Altrettanto esplicita, sul Mirror, Sara Flounders, pacifista dell' American International Action Center: "Le compagnie petrolifere angloamericane vogliono accesso illimitato ai giacimenti iracheni". Non è difficile, ragiona il quotidiano, capire perché Washington ammassi truppe nel Golfo, perché l'esercito statunitense sia presente in ogni Paese produttore di petrolio o confinante con un produttore, perché il 20 per cento dell' enorme bilancio militare americano sia destinato alla difesa di giacimenti petroliferi. Basta ricordare il '91 quando Bush senior, padre dell' attuale presidente, veleggiava su indici di gradimento altissimi dopo la vittoria su Saddam. Pochi mesi dopo, la sua carriera politica era finita: colpa di un rincaro della benzina che gli americani, popolo di automobilisti, non gli perdonarono.

Il Bush di oggi non dimentica e, per tenere stabili i prezzi del petrolio, evitando picchi ma anche crolli, ha fatto accumulare nelle miniere abbandonate del Texas e della Louisiana enormi riserve. Non sufficienti, però, per fare a meno della collaborazione dei sauditi che, con i loro 300 miliardi di barili, fanno il bello e il cattivo tempo sul mercato. Tutto bene, finché sono alleati. Ma, come sottolineano gli esperti di politica ed economia mondiale della Rand Corporation al Pentagono, esiste il rischio che i fondamentalisti islamici spodestino il filoamericano Re Fahd e chiudano i rubinetti, con conseguenze catastrofiche.

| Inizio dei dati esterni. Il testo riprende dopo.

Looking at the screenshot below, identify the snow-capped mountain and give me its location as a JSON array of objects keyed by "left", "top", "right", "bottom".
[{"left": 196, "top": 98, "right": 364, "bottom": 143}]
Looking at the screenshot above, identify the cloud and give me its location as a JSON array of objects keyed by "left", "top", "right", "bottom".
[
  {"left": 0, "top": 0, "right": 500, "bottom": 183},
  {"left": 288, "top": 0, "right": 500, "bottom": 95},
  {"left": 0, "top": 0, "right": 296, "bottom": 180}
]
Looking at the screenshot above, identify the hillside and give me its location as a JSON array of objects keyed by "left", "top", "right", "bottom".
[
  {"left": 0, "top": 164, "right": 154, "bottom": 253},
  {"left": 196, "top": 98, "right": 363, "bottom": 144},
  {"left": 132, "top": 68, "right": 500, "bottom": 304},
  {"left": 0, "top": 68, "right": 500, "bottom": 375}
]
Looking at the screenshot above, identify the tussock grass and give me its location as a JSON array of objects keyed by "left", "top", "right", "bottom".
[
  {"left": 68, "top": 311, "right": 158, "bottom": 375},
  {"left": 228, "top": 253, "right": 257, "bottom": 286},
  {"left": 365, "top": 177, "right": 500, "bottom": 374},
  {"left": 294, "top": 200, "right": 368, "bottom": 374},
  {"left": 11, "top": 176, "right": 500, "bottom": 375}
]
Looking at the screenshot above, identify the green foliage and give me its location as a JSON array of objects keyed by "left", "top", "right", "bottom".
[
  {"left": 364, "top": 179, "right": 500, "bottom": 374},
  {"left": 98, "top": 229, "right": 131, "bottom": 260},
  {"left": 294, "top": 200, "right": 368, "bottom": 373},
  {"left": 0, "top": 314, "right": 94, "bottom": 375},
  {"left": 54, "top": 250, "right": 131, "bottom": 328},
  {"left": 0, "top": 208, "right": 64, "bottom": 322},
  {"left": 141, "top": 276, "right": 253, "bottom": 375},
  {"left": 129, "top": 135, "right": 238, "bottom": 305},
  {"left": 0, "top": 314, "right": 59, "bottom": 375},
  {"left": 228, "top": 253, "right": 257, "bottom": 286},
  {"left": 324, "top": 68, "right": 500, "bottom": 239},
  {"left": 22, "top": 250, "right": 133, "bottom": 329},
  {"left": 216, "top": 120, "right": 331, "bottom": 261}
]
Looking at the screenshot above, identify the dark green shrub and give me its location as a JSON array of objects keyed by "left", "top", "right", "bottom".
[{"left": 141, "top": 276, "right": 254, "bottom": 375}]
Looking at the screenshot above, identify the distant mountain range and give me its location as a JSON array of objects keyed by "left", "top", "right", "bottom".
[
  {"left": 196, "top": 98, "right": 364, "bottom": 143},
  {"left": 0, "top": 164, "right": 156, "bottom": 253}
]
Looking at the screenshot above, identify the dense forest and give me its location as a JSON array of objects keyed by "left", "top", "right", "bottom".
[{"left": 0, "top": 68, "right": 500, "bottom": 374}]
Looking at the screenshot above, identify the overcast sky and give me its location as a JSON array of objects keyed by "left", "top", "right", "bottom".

Perciò Bush ha fretta di affrancarsi dalla dipendenza verso i sauditi. E lo può fare solo installando a Baghdad un governo amico e mettendo le mani sui giacimenti di Saddam che, come ha osservato il vicepresidente Dick Cheney, "ha sotto il suo sedere il dieci per cento delle riserve mondiali". Paradossalmente, oggi sono proprio i militari i più riluttanti a invadere l'Iraq. Temono di rimanerci invischiati per anni, come capitò in Vietnam e come accade in Bosnia, Kosovo e Afghanistan. Ma, visto che Bush ha aumentato le spese militari da 300 miliardi di dollari a quasi 400 in due anni, è fatale che prima o poi una guerra scoppi. "Anche se sarebbe più economico eliminare Saddam con una sola pallottola", scherza macabro Ari Fleischer, portavoce della Casa Bianca, alludendo all'ingaggio di un possibile sicario. Quanto a chi accusa il petroliere Bush di far guerra per il petrolio, Peter Beinart del prestigioso settimanale New Republic risponde drastico: "E allora? Ci mancherebbe che non difendessimo i nostri interessi. A tutti piace pagare poco la benzina".